A template repository with some recommended elements for projects.

About this project

The top-level README.Md should be a narrative piece describing what this repository is for and how to use it (e.g. is the code for HPC systems like Ollie? What would someone need to re-run the code in the repo?).

The prose in this section should complement and cross-reference, but not reproduce, the content in "project_information.Md".

Directories

Here, add brief notes about what's in each directory of this repo, but each directory should have it's own README.Md with more detail. The description in this top-level README is just for orientation.

Keep the directories to a minimum both in number and depth (if you have a directory tree with >3 levels, that's usually an indication of poor practice). Make sure you only create a directory if it makes sense for your code organisation, not the conceptual organisation of the project (they don't always overlap).

Try not to think in ways usually associated with storing normal files in directories. In a repo, each directory should contain code that lets you and those after you perform a clearly defined and largely self-contained group of tasks. Directories can be "sequenced" in the sense that you need to run the code in one directory in order to create the input files for another one. These details should be clearly described in the README.Md files in each directory and subdirectory, as well as in the execution_flow.Md.

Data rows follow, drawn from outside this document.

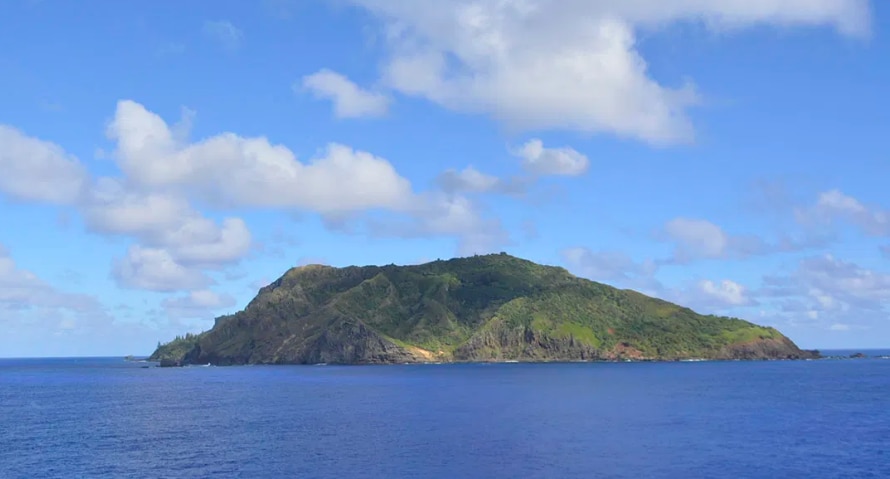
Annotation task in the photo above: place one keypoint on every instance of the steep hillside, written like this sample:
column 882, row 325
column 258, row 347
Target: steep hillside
column 482, row 308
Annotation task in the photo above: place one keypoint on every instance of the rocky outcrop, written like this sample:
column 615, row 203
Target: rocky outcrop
column 484, row 308
column 781, row 348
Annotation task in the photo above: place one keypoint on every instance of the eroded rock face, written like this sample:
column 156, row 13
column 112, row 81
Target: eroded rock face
column 766, row 349
column 486, row 308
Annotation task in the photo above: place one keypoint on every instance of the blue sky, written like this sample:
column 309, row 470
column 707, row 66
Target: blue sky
column 158, row 166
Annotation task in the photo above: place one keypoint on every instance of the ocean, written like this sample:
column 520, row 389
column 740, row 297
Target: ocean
column 106, row 417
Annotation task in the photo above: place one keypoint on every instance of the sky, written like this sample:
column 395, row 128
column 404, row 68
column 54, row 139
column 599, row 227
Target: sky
column 159, row 165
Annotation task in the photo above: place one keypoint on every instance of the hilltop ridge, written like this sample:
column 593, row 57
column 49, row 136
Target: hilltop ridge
column 483, row 308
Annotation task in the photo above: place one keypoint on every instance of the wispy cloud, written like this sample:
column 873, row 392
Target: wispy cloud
column 228, row 35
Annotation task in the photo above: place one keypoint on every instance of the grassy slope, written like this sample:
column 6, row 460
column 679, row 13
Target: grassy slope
column 442, row 305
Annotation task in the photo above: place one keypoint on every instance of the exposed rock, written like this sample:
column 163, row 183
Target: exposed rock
column 484, row 308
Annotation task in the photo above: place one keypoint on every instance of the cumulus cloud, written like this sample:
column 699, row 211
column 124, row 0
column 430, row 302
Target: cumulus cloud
column 155, row 269
column 725, row 293
column 700, row 239
column 445, row 215
column 37, row 170
column 551, row 161
column 826, row 290
column 606, row 265
column 546, row 64
column 197, row 304
column 23, row 290
column 229, row 170
column 350, row 101
column 225, row 33
column 471, row 180
column 834, row 206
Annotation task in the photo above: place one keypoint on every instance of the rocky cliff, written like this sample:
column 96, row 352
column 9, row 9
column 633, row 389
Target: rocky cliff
column 483, row 308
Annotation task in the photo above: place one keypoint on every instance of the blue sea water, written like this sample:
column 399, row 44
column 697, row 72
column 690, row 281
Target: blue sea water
column 107, row 417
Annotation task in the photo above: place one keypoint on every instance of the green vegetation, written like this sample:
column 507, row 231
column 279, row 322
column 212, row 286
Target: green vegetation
column 492, row 307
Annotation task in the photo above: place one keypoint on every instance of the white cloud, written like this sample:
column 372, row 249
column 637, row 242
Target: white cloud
column 727, row 292
column 471, row 180
column 826, row 290
column 197, row 304
column 834, row 205
column 224, row 32
column 350, row 101
column 230, row 170
column 36, row 170
column 569, row 64
column 606, row 265
column 165, row 221
column 445, row 215
column 23, row 290
column 552, row 161
column 156, row 270
column 698, row 238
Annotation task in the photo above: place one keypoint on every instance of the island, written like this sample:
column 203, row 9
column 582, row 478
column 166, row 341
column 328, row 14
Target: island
column 482, row 308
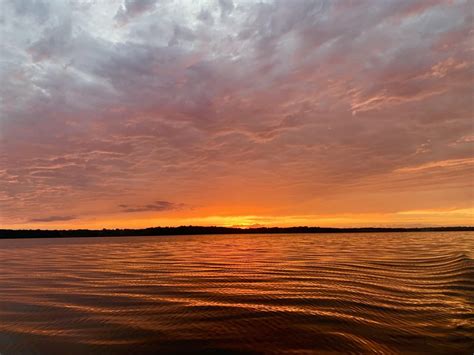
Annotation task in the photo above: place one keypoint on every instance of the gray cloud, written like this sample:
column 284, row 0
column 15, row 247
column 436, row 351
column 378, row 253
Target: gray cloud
column 53, row 219
column 157, row 206
column 110, row 99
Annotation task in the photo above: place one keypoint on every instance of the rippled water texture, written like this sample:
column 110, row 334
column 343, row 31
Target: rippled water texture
column 239, row 293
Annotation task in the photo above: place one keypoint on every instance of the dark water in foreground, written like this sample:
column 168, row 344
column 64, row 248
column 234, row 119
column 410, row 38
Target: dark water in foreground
column 388, row 293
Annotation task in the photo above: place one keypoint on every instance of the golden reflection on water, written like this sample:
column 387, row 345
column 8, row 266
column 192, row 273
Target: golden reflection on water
column 267, row 293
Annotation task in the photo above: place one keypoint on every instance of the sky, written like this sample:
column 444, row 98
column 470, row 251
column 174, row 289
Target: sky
column 236, row 113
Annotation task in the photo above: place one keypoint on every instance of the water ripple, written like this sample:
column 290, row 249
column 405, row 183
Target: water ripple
column 294, row 294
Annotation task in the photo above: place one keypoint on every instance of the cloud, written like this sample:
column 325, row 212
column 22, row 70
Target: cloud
column 53, row 219
column 157, row 206
column 264, row 104
column 133, row 8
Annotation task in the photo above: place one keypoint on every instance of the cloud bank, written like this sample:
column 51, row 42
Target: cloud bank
column 270, row 108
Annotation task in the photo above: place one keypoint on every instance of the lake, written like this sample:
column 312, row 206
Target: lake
column 387, row 292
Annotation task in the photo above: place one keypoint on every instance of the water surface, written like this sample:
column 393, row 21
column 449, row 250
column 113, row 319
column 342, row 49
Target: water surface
column 387, row 292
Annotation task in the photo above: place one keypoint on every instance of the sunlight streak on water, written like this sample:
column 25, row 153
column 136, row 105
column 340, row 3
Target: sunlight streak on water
column 239, row 293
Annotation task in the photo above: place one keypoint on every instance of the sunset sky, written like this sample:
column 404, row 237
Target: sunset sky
column 220, row 112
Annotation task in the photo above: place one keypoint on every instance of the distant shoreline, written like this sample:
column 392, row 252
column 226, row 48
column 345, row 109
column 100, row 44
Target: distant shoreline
column 199, row 230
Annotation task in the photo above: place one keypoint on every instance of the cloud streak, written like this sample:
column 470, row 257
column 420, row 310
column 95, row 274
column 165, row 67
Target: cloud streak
column 237, row 107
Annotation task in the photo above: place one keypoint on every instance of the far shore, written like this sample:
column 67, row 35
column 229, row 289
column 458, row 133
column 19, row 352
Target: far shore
column 201, row 230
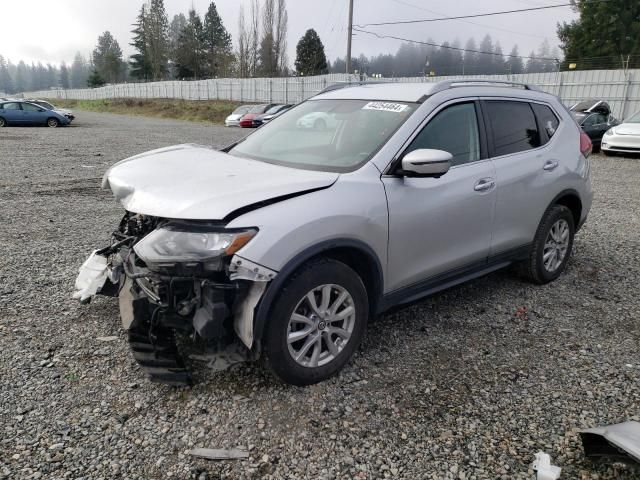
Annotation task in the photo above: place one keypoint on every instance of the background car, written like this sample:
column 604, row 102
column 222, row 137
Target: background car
column 595, row 118
column 27, row 113
column 267, row 116
column 623, row 138
column 49, row 106
column 247, row 120
column 233, row 120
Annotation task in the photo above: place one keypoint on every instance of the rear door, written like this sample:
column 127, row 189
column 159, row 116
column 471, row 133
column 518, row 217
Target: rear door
column 12, row 113
column 440, row 225
column 520, row 142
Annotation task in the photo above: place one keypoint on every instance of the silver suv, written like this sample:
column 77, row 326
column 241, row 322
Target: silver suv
column 365, row 197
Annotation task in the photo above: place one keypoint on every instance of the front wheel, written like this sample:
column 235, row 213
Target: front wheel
column 317, row 322
column 551, row 247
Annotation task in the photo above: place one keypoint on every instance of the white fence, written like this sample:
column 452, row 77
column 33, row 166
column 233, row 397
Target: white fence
column 618, row 87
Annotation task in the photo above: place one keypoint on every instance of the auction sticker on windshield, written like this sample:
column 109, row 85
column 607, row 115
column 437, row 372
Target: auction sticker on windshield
column 385, row 107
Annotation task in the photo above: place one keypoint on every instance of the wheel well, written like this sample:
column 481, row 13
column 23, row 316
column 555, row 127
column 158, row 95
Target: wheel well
column 364, row 266
column 573, row 203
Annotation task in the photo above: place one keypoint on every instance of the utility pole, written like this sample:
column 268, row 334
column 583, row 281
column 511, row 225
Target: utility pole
column 349, row 36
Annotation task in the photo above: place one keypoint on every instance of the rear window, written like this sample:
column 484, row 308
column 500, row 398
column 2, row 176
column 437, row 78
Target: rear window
column 513, row 126
column 547, row 120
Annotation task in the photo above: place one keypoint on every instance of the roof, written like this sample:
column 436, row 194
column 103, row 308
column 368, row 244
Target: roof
column 414, row 92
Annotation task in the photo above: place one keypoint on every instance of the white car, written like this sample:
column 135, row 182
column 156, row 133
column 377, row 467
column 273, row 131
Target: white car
column 233, row 120
column 623, row 138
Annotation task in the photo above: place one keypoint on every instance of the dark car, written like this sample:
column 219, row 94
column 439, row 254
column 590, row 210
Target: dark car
column 595, row 118
column 267, row 116
column 247, row 120
column 17, row 112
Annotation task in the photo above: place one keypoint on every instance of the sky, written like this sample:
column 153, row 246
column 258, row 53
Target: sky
column 55, row 31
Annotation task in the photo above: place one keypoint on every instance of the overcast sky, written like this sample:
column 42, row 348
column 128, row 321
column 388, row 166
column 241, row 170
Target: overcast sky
column 42, row 30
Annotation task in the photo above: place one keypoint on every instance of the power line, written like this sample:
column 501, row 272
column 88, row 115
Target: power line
column 402, row 22
column 402, row 2
column 380, row 35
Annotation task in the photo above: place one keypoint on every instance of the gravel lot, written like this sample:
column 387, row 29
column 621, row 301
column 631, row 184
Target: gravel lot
column 468, row 384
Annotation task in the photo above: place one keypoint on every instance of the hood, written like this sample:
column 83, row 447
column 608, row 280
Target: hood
column 194, row 182
column 627, row 129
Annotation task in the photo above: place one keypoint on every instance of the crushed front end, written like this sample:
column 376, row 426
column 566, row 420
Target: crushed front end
column 177, row 278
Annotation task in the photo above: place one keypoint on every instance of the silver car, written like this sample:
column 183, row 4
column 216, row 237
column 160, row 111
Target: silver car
column 284, row 244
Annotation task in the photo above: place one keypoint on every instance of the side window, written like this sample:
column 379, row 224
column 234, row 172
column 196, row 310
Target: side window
column 11, row 106
column 514, row 127
column 27, row 107
column 546, row 118
column 454, row 130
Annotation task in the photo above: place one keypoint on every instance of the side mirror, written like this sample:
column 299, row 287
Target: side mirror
column 426, row 162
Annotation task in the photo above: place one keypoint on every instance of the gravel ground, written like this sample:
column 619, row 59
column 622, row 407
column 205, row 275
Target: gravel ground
column 468, row 384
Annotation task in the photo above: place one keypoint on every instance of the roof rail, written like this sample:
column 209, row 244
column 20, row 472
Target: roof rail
column 447, row 84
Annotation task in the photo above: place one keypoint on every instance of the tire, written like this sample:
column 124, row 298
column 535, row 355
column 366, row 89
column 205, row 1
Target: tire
column 325, row 278
column 551, row 250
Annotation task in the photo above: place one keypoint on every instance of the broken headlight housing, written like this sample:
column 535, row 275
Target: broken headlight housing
column 191, row 245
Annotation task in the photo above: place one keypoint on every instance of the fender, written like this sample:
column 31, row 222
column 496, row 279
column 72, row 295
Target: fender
column 275, row 286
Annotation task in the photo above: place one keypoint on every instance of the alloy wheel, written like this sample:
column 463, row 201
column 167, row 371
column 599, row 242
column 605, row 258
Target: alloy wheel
column 556, row 245
column 321, row 325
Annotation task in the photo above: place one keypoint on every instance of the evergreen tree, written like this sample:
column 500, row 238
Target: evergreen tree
column 310, row 56
column 79, row 72
column 514, row 63
column 217, row 43
column 140, row 62
column 6, row 82
column 95, row 79
column 107, row 58
column 64, row 76
column 190, row 50
column 156, row 29
column 604, row 29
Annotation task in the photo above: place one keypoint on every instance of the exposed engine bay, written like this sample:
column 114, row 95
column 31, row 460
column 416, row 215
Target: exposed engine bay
column 209, row 298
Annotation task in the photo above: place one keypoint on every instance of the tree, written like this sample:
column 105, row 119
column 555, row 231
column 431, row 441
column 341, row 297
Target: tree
column 217, row 43
column 151, row 41
column 6, row 82
column 310, row 56
column 64, row 76
column 79, row 72
column 107, row 58
column 190, row 50
column 603, row 29
column 514, row 63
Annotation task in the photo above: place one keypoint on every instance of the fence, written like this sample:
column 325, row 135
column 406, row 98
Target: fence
column 620, row 88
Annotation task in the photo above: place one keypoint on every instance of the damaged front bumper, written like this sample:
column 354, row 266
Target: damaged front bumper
column 215, row 308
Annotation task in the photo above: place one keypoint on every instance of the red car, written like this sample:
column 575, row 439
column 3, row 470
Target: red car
column 247, row 120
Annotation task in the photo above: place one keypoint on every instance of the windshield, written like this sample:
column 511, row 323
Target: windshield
column 328, row 135
column 634, row 118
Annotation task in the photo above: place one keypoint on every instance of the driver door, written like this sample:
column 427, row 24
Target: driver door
column 442, row 226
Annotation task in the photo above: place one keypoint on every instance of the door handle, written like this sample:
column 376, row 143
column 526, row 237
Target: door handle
column 484, row 184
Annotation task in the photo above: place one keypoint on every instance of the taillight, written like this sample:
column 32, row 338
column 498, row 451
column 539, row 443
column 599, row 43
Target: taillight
column 585, row 144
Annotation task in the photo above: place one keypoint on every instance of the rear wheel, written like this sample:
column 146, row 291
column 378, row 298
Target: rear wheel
column 551, row 247
column 317, row 323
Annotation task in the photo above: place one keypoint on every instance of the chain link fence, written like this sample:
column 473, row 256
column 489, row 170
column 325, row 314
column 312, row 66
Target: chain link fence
column 620, row 88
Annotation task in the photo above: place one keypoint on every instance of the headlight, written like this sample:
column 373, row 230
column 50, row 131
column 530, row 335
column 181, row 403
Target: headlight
column 172, row 244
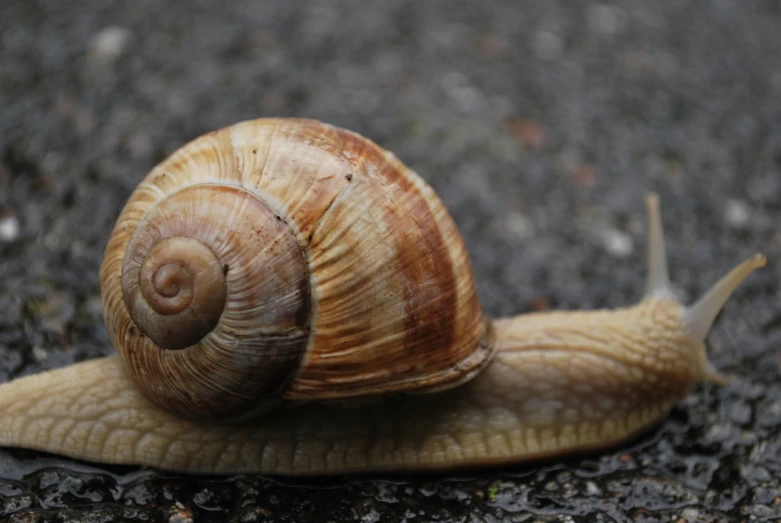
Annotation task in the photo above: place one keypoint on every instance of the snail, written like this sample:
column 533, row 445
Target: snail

How things are grouped really depends on your project, but it should be as modular as possible. For example, if your project requires you to import, assemble, annotate, and analyse several metagenomes, consider having one directory that bundles all the code needed to process one metagenome. Then have another directory or set of directories for generic, cross-cutting work (e.g. comparing metagenomes). This way, if you have to add or remove metagenomes later, you don't have to dig through a massive chunk of code to extract/add lines. You can also modularise based on the function (one directory for import, one for assembly, etc) if (and only if) you're careful and have wrtten good and easily changeable and maintainable iterators or vector-based scripts (e.g. one loop for all contents, NOT one block of code for each data set).

Code cross-references

In this section, note if this repo depends on or works with code in any other repos, and how they work together (e.g. link to another .Md document explaining this).

Issues

This section can be removed after you've read and understood it.

Use issues to log how you approached every coding challenge you face during your project. Treat each issue as a fine grained subject-specific log book of how you addressed the challenge. Keep these at a medium granularity: that is, "assemble metagenomes" is too broad, "download files" is (usually) too narrow.

Of course, if you bump into a tough problem at any granularity (even very small), open an issue to log what you've done to overcome it.

Make sure you backup all your issues along with your repository, in your AWI project backup location.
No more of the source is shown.